Nel bene e nel male, perché il percorso di David Bowie è stato tutt’altro che lineare, un mix di trasgressione, stile, ambiguità non esenti da eccessi ma capace sempre di proiettare una visione originale e di creare capolavori fondamentali della storia della musica contemporanea, riassunti in 27 album e 145 milioni di dischi venduti. 

Ma la mostra “David Bowie is” ha il grande pregio di svelare il retroterra culturale e artistico del musicista, che conferma la complessità di pensiero alle spalle di lustrini, kajal e zazzere tinta fuoco, conducendo lo spettatore all’interno di un processo ceativo capace di canalizzare i più ampi movimenti nell’ambito dell’arte, del design, del teatro, della fotografia e della moda.
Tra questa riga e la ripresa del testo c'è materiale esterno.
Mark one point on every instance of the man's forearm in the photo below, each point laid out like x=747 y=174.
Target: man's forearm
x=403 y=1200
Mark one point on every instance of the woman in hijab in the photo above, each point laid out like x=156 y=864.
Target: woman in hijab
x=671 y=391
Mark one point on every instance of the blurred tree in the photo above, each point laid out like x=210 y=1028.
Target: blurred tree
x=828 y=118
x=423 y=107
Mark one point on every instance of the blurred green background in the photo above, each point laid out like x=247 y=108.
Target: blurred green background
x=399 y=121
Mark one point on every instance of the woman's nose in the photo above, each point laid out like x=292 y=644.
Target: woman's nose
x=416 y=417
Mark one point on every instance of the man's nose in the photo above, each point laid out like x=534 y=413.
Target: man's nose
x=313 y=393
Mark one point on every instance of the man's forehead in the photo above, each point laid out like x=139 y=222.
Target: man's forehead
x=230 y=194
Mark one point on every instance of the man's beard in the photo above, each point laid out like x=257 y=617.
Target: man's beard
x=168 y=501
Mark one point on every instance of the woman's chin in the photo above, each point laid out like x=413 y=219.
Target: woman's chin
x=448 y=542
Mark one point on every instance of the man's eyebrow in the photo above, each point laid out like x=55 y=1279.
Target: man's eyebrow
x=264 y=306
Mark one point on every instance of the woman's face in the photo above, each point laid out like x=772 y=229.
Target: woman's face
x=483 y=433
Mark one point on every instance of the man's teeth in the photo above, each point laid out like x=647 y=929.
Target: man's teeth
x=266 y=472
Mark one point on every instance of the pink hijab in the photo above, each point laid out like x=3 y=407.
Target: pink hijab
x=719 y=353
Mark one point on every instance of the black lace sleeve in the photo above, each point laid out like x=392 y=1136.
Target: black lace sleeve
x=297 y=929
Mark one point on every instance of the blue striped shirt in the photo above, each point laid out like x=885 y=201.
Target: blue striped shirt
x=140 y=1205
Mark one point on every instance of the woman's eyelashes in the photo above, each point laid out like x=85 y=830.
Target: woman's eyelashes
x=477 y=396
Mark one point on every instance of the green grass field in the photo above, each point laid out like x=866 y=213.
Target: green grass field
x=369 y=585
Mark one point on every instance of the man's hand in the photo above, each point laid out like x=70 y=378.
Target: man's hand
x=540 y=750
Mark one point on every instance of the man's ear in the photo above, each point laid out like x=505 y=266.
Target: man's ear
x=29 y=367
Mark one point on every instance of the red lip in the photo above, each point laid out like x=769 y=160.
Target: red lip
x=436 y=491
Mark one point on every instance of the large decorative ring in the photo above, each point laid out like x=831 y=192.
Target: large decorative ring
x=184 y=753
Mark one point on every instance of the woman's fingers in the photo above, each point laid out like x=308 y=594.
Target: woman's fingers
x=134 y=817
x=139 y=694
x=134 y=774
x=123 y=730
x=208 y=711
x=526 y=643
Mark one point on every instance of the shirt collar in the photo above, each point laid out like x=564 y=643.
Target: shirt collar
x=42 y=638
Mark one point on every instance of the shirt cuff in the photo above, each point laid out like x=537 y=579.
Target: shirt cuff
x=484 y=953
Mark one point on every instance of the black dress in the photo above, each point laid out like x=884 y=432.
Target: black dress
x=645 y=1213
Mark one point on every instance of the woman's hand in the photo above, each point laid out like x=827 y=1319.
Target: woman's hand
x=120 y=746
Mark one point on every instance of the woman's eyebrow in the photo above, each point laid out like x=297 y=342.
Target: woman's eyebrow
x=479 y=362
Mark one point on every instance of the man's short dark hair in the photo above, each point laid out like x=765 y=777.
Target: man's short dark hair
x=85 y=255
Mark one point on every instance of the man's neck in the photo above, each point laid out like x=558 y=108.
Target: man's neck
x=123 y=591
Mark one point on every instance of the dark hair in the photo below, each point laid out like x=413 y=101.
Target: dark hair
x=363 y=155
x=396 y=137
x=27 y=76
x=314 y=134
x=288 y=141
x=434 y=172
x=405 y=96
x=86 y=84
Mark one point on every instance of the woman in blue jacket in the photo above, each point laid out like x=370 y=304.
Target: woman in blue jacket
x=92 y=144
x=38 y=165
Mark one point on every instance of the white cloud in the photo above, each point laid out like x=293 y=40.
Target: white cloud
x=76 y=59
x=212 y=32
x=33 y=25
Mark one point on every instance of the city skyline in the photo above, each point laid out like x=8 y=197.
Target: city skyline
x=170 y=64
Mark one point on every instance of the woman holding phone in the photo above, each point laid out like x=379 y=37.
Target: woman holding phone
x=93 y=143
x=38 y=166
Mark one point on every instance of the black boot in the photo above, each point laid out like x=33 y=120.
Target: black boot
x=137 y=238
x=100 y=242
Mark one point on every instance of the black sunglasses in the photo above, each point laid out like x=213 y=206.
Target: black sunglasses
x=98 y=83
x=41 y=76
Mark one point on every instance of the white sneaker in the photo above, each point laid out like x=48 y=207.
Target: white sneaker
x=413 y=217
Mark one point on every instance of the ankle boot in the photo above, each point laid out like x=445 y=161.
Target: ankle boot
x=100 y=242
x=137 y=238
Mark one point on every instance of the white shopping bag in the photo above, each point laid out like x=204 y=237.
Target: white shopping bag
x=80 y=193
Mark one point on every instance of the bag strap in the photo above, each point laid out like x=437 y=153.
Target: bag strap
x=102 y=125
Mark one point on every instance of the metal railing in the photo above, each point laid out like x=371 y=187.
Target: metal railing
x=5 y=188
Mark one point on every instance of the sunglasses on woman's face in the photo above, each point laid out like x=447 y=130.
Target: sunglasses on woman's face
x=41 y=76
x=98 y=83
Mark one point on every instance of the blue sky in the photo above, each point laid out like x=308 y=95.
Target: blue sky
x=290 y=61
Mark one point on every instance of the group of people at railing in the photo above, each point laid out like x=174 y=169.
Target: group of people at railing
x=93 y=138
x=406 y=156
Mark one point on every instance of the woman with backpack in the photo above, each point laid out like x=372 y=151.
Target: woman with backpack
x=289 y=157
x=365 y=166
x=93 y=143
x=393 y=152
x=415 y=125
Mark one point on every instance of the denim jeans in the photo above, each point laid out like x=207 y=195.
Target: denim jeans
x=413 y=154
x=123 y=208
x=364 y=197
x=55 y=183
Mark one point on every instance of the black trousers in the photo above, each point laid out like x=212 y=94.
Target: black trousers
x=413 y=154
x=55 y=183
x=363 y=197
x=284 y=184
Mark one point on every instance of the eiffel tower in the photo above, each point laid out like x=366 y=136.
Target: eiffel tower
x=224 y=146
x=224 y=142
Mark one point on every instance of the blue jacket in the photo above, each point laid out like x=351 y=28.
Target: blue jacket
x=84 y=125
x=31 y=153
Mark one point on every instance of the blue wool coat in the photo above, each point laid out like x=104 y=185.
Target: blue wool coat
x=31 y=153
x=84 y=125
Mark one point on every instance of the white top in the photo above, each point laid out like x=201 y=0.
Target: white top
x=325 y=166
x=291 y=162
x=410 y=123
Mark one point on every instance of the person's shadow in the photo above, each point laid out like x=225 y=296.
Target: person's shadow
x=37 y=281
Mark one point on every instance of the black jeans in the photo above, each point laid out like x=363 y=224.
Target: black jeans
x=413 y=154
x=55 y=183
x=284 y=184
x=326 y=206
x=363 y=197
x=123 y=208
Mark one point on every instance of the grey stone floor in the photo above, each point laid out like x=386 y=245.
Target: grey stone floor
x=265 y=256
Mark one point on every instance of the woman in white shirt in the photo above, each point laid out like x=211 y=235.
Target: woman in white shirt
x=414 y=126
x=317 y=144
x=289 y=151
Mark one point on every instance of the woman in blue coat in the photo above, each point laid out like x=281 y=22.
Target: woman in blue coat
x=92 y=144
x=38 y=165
Più che una mostra, si tratta di un’esperienza multimediale e sensoriale che ci porta a vivere in prima persona le atmosfere degli anni 60 e 70 in cui si mosse il giovane Bowie e gli sviluppi della sua attività sino ad oggi. Una volta infilate le cuffie dell’audioguida veniamo accolti dalla sua inconfondibile voce baritonale, e iniziamo una sorta di “viaggio nel paese delle meraviglie” in un caleidoscopio di videoclip, spezzoni di interviste, musica, testi autografi delle canzoni piu celebri (emoziona la bozza su foglio a quadretti con correzioni di Heroes), bozzetti di spettacolo e magnifici costumi di scena.

Trecento oggetti in tutto provenienti dalla sua immensa collezione privata, disposti su oltre 1000 metri quadrati. A partire dalla celeberrima tuta a righe dello stilista giapponese Kansai Yamamoto, per il tour di Aladdin Sane del 1973, ispirata allo stile dei samurai giapponesi e degli attori kabuki. Perché Bowie è soprattutto teatro. Il biondino David Jones, nato nel popolare quartiere londinese di Brixton nel 1947, lascia presto il posto al David Bowie che, in realtà, diventa “uno nessuno e centomila”, inventando e archiviando personaggi iconici uno via l’altro. Eccolo quindi nel 1972 sbalordire il pubblico della Bbc abbigliato con la tutina multicolor dell’alieno Ziggy Stardust in una travolgente versione di Starman qui riproposta su megaschermo. Come di estremo interesse sono un video del ’69 con un giovanissimo Bowie in veste di mimo sulle orme del maestro Lindsay Kemp, o la rara sequenza fotografica scattata da Brian Duffy all’efebico Aladdin Sane, con tanto di flash sul volto, divenuto emblema stesso del rock. Tanti gli scatti in mostra dei piu celebri fotografi che collaborarono con l’artista, da Terry O’Neill ( Diamonds and dogs) a Frank Ockfensels, Herb Ritts e John Rowlands. Come intensi sono gli scambi del Bowie pittore e collezionista con artisti come Basquiat.  Affascinante è tutta la sezione dedicata al periodo berlinese di Bowie in cui creò insieme a Iggy Pop e Brian Eno la sua sperimentale “Trilogia di Berlino”. Low, Heroes e Lodger registrati fra il 1977 e il 1979, sono influenzati, come sottolinea la mostra, da Dadaismo, Espressionismo tedesco, cabaret anni 20 ed elettronica. E scopriamo pure come, nella scrittura dei brani, Bowie utilizzi la tecnica del cut-up (ritagli di parole mescolati) insegnatagli da William Borroughs. Ma è nell’imponente Sala delle Ciminere la parte piu spettacolare, in cui il pubblico viene immerso nei grandi concerti live di Bowie, capace di interpretare i tempi, come nell’omaggio alle vittime dell’11 settembre al Madison Square Garden di New York nel 2001. Maturando consapevolezza e, come nell’album dell’addio Blackstar, domande profonde sulla morte e sul nostro destino.